Files
books-futures-explained/src/4_generators_async_await.md
2022-02-19 15:19:40 +08:00

660 lines
20 KiB
Markdown

# Generators and async/await
>**Overview:**
>
>- Understand how the async/await syntax works under the hood
>- See first hand why we need `Pin`
>- Understand what makes Rust's async model very memory efficient
>
>The motivation for `Generator`s can be found in [RFC#2033][rfc2033]. It's very
>well written and I can recommend reading through it (it talks as much about
>async/await as it does about generators).
## Why learn about generators?
Generators/yield and async/await are so similar that once you understand one
you should be able to understand the other.
It's much easier for me to provide runnable and short examples using Generators
instead of Futures which require us to introduce a lot of concepts now that
we'll cover later just to show an example.
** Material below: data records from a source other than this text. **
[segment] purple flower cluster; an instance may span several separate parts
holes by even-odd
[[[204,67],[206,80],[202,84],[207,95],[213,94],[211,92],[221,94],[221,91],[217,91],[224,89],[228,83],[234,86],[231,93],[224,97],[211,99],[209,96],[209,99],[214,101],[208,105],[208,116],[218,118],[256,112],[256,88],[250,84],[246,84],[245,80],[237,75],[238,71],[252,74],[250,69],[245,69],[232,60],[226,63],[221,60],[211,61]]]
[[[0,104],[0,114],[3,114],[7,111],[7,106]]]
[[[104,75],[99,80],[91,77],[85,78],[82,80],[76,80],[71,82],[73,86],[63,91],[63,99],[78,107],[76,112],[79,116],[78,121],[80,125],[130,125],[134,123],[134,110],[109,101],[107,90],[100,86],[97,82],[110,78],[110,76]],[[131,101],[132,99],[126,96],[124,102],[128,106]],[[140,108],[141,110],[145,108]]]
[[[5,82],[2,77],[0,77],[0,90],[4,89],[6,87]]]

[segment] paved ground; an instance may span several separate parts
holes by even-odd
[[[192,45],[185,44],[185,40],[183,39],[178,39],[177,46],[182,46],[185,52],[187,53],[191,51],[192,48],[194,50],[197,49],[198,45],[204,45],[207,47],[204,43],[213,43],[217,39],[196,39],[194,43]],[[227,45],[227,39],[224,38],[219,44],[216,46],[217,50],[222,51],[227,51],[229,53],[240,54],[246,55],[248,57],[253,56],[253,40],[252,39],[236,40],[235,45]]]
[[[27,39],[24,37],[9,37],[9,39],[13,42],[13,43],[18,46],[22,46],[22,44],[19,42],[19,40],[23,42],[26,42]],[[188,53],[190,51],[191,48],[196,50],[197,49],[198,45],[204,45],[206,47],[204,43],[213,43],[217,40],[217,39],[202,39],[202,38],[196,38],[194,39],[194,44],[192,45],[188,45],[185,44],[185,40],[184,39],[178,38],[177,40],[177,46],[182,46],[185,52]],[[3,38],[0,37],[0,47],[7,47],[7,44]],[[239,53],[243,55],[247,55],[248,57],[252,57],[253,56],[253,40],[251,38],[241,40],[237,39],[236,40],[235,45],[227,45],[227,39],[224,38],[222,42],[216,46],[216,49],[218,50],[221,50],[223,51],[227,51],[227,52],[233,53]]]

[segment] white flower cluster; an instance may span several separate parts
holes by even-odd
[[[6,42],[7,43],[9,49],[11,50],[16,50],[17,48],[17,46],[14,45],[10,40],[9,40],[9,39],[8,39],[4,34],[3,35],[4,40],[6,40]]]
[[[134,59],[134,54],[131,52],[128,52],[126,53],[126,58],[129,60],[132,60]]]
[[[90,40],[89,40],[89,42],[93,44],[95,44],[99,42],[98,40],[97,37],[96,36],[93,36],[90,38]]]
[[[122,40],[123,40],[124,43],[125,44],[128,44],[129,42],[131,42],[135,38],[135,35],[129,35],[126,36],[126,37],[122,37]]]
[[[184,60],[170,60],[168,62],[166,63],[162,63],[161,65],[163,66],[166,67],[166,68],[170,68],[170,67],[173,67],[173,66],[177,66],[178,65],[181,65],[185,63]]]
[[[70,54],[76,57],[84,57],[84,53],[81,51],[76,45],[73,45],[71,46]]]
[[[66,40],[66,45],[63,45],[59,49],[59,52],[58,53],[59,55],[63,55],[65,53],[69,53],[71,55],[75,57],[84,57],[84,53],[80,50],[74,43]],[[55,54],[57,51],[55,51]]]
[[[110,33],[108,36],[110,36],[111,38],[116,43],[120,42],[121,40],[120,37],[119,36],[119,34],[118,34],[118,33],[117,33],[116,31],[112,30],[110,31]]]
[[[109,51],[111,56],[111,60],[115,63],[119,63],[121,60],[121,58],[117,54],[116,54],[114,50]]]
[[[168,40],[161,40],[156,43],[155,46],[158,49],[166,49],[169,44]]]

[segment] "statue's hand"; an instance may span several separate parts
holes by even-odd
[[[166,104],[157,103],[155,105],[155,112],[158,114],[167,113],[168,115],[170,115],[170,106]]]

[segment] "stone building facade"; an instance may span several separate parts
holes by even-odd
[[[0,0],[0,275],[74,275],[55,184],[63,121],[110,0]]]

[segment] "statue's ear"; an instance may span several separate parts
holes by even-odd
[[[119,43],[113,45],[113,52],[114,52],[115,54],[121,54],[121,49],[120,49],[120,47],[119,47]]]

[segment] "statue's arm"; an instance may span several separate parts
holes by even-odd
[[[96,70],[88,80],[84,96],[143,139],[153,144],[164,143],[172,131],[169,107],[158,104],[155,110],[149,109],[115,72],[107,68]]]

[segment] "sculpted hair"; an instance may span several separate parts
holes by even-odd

Async/await works like generators but instead of returning a generator it returns
a special object implementing the Future trait.
A small bonus is that you'll have a pretty good introduction to both Generators
and Async/Await by the end of this chapter.
Basically, there were three main options discussed when designing how Rust would
handle concurrency:
1. Stackful coroutines, better known as green threads.
2. Using combinators.
3. Stackless coroutines, better known as generators.
We covered [green threads in the background information](0_background_information.md#green-threads)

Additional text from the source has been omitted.